Mobile Privacy
James Kendrick over on jkOnTheRun took an interesting leap from an a post written by Stacey Higginbotham at GigaOM on mobile advertising. Now I have been a ‘victim’ of mobile advertising since AT&T who I have service from is one of the leaders in this area. I get a text message about once a month that is an advertisement for some AT&T service, the message claims that the messages are free of charge which is nice to know if I did not have an unlimited text messaging plan I wouldn’t be paying for AT&Ts marketing campaign.

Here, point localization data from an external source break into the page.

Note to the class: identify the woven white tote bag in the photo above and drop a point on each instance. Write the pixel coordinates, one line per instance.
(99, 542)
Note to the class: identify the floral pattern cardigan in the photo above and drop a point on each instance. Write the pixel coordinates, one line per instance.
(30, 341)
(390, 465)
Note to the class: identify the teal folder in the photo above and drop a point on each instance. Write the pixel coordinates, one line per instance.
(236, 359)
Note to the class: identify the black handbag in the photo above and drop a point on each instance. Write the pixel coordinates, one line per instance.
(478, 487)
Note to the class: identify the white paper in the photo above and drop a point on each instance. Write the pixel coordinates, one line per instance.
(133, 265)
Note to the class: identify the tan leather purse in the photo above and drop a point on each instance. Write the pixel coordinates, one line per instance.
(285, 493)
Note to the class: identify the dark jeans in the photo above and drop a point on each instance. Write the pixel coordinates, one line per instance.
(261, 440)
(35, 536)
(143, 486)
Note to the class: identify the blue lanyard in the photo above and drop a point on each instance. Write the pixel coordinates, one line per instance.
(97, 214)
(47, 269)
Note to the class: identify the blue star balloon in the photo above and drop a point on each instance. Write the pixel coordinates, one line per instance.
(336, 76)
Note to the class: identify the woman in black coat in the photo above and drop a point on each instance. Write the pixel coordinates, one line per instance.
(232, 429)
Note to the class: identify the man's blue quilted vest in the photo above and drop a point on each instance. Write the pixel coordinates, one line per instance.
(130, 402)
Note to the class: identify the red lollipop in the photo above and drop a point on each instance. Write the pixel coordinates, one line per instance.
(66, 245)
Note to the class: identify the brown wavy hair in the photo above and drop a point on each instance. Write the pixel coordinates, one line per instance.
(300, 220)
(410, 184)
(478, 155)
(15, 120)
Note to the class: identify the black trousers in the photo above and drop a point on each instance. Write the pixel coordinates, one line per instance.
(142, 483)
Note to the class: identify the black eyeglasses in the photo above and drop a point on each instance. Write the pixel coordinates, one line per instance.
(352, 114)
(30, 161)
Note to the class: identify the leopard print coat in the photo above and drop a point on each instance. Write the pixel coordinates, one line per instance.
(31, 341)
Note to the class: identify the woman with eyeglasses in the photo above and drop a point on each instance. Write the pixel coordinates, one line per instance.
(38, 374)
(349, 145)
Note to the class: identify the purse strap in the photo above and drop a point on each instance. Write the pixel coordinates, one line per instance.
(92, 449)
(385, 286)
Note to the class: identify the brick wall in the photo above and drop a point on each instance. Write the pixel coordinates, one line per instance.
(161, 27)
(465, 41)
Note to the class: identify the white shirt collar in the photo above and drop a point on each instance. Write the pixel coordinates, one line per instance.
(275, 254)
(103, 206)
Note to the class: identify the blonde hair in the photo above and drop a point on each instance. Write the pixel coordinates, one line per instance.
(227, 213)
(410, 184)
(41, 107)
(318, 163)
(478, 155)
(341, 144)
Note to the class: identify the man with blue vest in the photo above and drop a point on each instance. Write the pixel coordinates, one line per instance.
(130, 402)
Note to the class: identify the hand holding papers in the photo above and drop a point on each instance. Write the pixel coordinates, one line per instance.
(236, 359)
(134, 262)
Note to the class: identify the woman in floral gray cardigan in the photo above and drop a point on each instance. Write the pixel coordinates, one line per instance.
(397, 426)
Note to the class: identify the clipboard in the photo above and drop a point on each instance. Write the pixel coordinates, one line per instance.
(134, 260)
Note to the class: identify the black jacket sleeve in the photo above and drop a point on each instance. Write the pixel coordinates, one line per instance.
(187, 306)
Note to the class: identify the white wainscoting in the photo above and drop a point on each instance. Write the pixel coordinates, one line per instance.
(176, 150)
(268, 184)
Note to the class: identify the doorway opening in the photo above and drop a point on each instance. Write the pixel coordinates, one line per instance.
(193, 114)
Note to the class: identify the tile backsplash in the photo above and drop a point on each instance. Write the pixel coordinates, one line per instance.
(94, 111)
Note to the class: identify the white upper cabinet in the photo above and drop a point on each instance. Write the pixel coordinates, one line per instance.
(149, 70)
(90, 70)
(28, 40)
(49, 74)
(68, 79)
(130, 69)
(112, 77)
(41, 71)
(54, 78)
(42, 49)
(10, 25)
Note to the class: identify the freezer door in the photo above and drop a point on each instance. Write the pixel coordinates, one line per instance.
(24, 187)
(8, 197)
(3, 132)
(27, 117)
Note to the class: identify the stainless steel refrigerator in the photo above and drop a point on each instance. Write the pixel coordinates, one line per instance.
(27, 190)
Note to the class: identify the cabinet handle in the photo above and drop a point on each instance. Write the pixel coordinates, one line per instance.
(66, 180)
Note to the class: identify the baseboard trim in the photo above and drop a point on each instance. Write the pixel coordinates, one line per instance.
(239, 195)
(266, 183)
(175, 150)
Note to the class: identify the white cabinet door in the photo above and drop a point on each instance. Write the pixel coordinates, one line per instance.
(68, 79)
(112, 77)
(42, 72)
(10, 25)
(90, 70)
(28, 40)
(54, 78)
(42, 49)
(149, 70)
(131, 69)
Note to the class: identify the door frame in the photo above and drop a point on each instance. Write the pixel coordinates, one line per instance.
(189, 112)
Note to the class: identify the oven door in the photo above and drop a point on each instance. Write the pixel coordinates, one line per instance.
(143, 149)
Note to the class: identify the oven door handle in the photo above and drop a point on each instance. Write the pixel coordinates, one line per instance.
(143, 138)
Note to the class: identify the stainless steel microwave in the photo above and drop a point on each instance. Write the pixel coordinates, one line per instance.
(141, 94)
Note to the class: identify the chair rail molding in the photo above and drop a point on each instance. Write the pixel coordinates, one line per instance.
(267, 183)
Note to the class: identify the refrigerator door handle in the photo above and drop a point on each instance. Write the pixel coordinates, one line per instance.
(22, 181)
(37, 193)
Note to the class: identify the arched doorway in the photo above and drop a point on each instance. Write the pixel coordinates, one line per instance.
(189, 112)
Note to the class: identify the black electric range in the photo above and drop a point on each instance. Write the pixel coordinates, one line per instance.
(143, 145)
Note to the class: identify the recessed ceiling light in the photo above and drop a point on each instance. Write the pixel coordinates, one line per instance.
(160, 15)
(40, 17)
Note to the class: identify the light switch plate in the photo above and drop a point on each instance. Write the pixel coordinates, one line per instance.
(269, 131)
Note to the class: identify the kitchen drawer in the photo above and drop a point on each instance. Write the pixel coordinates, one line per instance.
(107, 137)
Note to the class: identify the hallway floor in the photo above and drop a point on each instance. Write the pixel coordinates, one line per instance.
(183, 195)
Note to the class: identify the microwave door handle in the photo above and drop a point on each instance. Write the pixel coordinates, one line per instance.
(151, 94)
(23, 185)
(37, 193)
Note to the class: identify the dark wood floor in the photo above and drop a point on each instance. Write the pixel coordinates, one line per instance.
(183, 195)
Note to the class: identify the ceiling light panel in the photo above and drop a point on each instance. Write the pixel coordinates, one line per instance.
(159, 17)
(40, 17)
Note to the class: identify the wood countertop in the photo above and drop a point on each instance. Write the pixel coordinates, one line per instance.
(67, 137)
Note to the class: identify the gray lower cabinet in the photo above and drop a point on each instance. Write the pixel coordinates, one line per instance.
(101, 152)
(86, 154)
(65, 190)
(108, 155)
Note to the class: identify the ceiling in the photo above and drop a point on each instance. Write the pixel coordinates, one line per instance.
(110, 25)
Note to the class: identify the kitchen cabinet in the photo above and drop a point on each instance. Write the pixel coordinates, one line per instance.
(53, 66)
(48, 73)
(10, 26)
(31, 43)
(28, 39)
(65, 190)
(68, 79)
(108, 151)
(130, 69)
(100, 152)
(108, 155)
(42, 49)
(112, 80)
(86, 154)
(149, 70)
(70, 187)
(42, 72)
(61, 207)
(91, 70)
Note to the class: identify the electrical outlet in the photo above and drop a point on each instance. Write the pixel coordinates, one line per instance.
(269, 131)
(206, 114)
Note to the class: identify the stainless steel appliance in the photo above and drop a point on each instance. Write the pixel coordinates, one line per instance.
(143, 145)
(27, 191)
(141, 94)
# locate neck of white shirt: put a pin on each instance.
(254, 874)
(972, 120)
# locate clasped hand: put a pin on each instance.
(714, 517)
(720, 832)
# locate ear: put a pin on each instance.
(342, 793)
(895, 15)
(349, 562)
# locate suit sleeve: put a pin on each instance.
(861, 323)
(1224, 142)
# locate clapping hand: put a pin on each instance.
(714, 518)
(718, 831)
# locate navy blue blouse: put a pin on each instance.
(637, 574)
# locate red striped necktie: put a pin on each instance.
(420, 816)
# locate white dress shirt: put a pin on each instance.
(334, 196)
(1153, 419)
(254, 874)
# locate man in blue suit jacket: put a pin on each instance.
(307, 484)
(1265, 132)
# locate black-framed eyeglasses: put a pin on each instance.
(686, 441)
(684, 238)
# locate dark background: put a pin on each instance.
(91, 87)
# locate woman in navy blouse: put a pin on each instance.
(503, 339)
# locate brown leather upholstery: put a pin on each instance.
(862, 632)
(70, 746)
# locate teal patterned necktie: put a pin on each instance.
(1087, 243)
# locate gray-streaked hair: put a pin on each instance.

The next jump that was mentioned by James was that since most phones these days GPSs in them and the concern that advertisers would have access to this. This is a realistic fear, but it is nice that every GPS phone that I have used you have to grant applications the ability to get the location. IF some point int he future there is some way to hook into positing through a Java[script] app on a web page this would get even more scary.
After reading this though I was thinking about what applications I so grant the access to position data. Obviously Google Maps is on, Google does have that whole ‘Don’t be evil.’ policy so I’m ok with that for now. The one that got my mind running was Shozu though, I use this app to post photos to Flickr as I take them and as part of the app it geotagges the photo for me. This application would basically have access to location data from every where I took a picture. Would assume that it wouldn’t be a stretch that a company with that kind of access may chose to use that data for ‘evil’ ( marketing ). Now this is data that I generally consider public anyways since I am posting it on Flickr in the end. I would be curious if marketing companies look at sites like Flickr and say things like, “There are a lot of geotagged photos in this area of the city, lots of techy people must be there a lot.”
The concern I have is that a lot of peoples reaction to these fears is that the government should step in in some way. I don’t feel that this is the answer, consumers and reviewers should look closely at devices they allow to collect personal data, if a company starts abusing their power I am fairly confident that people will stop using their service. For example if it was discovered tomorrow that the iPhone was sending all your position data from navigation to Apple so that they could plan where to build new Apple Stores. I’m guessing the iPhone would become very unpopular very quickly. Not to mention AT&T’s stock would be cheaper then Circuit City.
Hopefully we don’t have to worry about this problem anytime soon, and the worst we have to deal with is text message coupons for free ring tones.